You’ve been dating for a while now, and you spend more nights at their place than your own. The day has come when you decide to move in together. Here’s how to handle the stresses of co-habitation.
Have Fun!
The actual move can be a very stressful occasion¦there’s so much packing, organizing, and lifting involved. Then there’s the unpacking, organizing, and, well, more lifting. Make sure your move gets off to a good start by making it fun! Ask your friends to help out in exchange for a pizza party, and don’t get too overwhelmed– it will get done! Do as much pre-organization as possible to lessen the stress on the big day. Make a moving mix to lighten the mood when unpacking seems daunting.
Set Boundaries!
After you’ve moved in, you will need to set boundaries for each other. For example, if you want the living room on Wednesdays to do yoga, make sure your partner is aware so they will know to give you your personal space. If they have a routine that they are adamant about (for example, showering every day after work), be sure to respect their time and space.

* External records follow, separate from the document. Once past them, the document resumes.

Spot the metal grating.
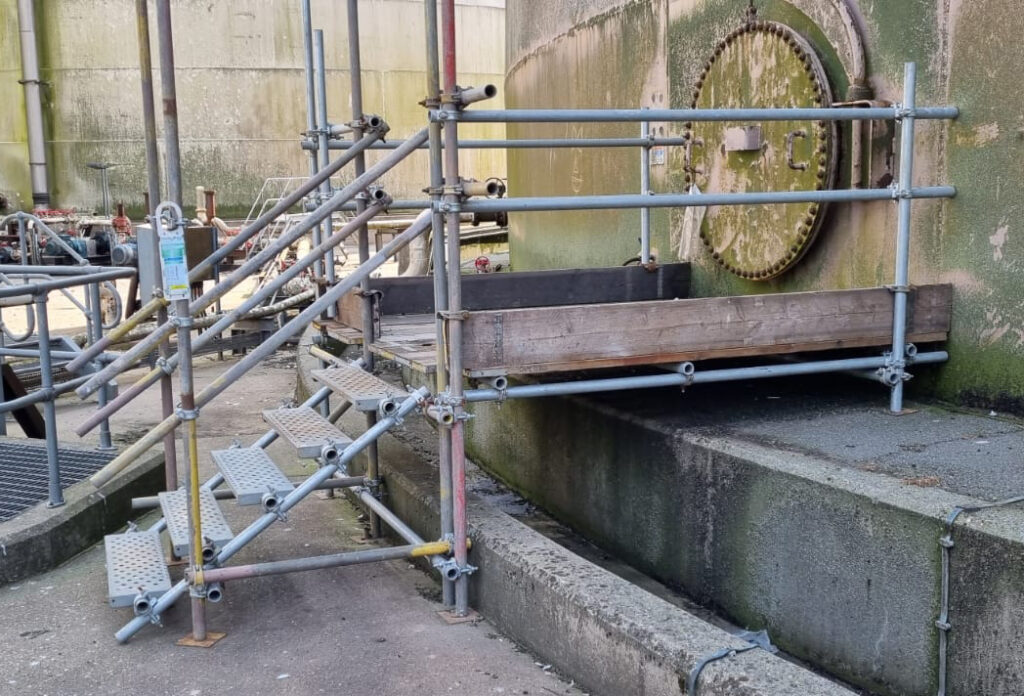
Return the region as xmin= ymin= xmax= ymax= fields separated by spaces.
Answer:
xmin=211 ymin=447 xmax=294 ymax=506
xmin=158 ymin=488 xmax=234 ymax=557
xmin=104 ymin=532 xmax=172 ymax=608
xmin=0 ymin=440 xmax=116 ymax=522
xmin=262 ymin=406 xmax=353 ymax=459
xmin=311 ymin=364 xmax=409 ymax=411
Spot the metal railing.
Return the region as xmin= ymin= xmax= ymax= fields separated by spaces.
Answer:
xmin=65 ymin=0 xmax=957 ymax=645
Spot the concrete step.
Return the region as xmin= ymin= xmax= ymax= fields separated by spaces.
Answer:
xmin=311 ymin=363 xmax=409 ymax=412
xmin=104 ymin=531 xmax=172 ymax=609
xmin=261 ymin=405 xmax=353 ymax=459
xmin=158 ymin=488 xmax=234 ymax=557
xmin=211 ymin=447 xmax=294 ymax=507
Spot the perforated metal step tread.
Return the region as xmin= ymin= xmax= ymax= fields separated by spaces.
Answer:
xmin=104 ymin=532 xmax=172 ymax=608
xmin=158 ymin=488 xmax=234 ymax=557
xmin=311 ymin=363 xmax=409 ymax=411
xmin=262 ymin=406 xmax=353 ymax=459
xmin=211 ymin=447 xmax=295 ymax=506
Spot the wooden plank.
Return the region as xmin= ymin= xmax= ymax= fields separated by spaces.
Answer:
xmin=335 ymin=263 xmax=691 ymax=328
xmin=1 ymin=363 xmax=46 ymax=438
xmin=460 ymin=285 xmax=953 ymax=376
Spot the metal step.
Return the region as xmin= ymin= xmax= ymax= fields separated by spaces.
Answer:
xmin=211 ymin=447 xmax=295 ymax=506
xmin=158 ymin=488 xmax=234 ymax=557
xmin=311 ymin=363 xmax=409 ymax=412
xmin=104 ymin=532 xmax=172 ymax=608
xmin=261 ymin=405 xmax=353 ymax=459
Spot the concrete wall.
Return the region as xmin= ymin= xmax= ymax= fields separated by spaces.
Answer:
xmin=0 ymin=0 xmax=505 ymax=217
xmin=503 ymin=0 xmax=1024 ymax=411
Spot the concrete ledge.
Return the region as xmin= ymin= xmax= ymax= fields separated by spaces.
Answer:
xmin=296 ymin=333 xmax=854 ymax=696
xmin=462 ymin=383 xmax=1024 ymax=696
xmin=0 ymin=445 xmax=164 ymax=585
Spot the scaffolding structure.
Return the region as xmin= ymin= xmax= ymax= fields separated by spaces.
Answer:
xmin=67 ymin=0 xmax=959 ymax=645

Being able to be alone while living with someone is just as important as knowing how to spend most time together.
Be Upfront!
It’s most likely that you’ll pick up on little annoyances by your new roomie that you didn’t notice before (ie: leaving the toilet seat up, not replacing the toilet paper roll, leaving dishes around). If it’s something small, pick your battles. However, if you find that your annoyance factor is slowly creeping to boiling point, be upfront about what is bothering you. Do not attack your partner on what’s pissing you off, but let them know if something is bothering you before you go Christian Bale on them. Try using this sentence as a template: I feel _________ when you __________ because it makes me feel__________. Using a personal tone will lessen the feeling of being attacked for their bad habit.
Be Flexible
Although it’s important to air your feelings on what’s been bothering you, chances are, you’re not little miss perfect. So keep this in mind when you walk in on impromptu Sunday Night Football at your place and try being flexible. Going with the flow once in a while can work wonders on co-habitation.